We went over the gate right next to where the crocodiles and the hippopotamuses were, and I almost fell in the damn lake. I was scared for my damn life. In my mind, I was like, "What would have happened if I fell up in there?" So I had to make sure I don't walk too far past that gate.
The good thing about the kids is, when Theo came through he took up the babies and everything. And these babies, you don't know what disease these kids have. But we just were like, yo, we gotta pick up these babies, you know? We gotta touch these kids. And we went over there and we made sure we made contact with them.

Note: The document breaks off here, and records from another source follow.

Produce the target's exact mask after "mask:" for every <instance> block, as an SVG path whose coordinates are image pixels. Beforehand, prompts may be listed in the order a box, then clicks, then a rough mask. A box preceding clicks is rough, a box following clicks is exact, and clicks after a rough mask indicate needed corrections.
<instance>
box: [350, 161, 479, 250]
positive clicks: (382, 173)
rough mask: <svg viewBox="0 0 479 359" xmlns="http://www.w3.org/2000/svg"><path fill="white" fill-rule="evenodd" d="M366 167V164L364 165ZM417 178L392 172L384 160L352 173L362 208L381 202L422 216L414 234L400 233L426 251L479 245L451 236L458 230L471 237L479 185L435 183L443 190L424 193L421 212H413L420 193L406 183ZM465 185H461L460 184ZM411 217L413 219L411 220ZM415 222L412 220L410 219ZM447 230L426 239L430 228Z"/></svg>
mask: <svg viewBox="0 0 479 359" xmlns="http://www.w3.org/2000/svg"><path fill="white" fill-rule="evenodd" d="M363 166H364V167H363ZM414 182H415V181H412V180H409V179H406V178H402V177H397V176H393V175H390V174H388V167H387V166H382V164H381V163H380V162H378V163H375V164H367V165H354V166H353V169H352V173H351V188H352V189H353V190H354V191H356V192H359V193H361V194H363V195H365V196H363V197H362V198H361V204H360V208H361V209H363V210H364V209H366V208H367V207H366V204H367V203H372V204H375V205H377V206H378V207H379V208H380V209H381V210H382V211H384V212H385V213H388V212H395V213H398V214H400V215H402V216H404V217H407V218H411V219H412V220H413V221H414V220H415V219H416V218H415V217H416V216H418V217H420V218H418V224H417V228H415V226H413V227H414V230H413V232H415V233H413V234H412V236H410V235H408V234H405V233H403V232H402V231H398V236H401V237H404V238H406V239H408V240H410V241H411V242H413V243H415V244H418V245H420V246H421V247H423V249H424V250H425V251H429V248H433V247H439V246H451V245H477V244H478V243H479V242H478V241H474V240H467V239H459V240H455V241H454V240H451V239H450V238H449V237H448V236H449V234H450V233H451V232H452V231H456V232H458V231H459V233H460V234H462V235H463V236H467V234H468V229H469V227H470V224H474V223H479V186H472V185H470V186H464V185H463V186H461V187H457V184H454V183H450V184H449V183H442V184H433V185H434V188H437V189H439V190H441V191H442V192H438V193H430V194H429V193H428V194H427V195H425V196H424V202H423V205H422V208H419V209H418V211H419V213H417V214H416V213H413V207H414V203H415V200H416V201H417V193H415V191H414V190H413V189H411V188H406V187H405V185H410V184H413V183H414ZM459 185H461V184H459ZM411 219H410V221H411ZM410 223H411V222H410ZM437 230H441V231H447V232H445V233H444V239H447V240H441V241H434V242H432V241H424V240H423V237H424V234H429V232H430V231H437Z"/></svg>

I can't save the world. I don't have enough money to do that. But I feel like if I can donate a little money to Larry Jones, I think it'll get in the right hands. I know the impact that I want to see and I know Larry Jones will make it happen.
I've always been a person that gave back to my community from the first day that I got in the NBA, but this makes me want to give more. It makes me want to think a little bit about what I spend on, and it makes me want to help folks and it makes me want to give and just not look forward to anything. Just give, give, give and make sure my family's stable. After that, it's really important that I help.